First up is Vancouver:
Throughout the 1990's, there was a significant excess supply of housing, and this kept a lid on prices for the better part of a decade. Once that inventory had been worked off, prices started to increase. Inventories rose as the recession hit, but to an extent that was nowhere near as important as during the mid-1990's. The reduction in prices seems to have been enough to absorb that extra supply, and now prices are on their way back up.
On to Calgary:
The sharp increase in prices in 2005-06 and the subsequent fall looks more like a standard story of supply and demand than a bubble. Tens of thousands of people moved to Calgary, exhausting the available inventory and driving up prices. Construction companies responded to the increase in prices by building more housing, bringing prices back down.
And now Toronto:
The data start two years after the peak in 1990, and we see that if there ever was a story of an overhang depressing a housing market for a long period of time, it is Toronto during the 1990's. The Teranet index isn't available for much of this period, but we can assume that prices had to be low enough to absorb all that excess inventory.
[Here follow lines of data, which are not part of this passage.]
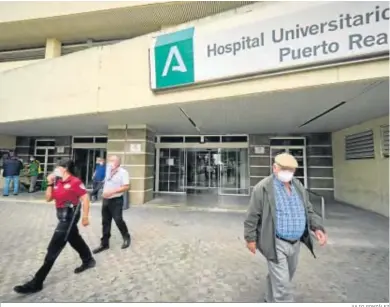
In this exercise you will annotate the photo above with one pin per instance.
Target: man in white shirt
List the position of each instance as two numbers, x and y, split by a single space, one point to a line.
116 183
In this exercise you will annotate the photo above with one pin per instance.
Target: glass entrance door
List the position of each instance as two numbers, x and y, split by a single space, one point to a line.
299 152
234 174
45 156
202 169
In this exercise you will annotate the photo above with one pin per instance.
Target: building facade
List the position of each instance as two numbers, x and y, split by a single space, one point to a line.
199 97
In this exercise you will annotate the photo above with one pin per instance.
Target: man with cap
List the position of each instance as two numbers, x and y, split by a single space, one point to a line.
279 217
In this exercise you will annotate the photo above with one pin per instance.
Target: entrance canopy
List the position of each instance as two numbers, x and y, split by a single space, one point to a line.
315 109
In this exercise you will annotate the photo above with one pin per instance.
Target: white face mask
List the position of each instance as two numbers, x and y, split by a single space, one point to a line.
285 176
57 173
111 165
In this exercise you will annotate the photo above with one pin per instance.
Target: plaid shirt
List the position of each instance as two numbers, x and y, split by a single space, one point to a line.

Compared to the earlier part of the sample, current levels of inventories can hardly be considered to be consistent with what we'd expect after a bubble had burst.
And so it goes. Across the country, housing prices during the 2000's resembled a tennis ball that had been flattened during the 1990's and was returning to its usual form. So it shouldn't be surprising that after a sharp, brief whack - one much less severe than that of the early 1990's - housing prices are rebounding again.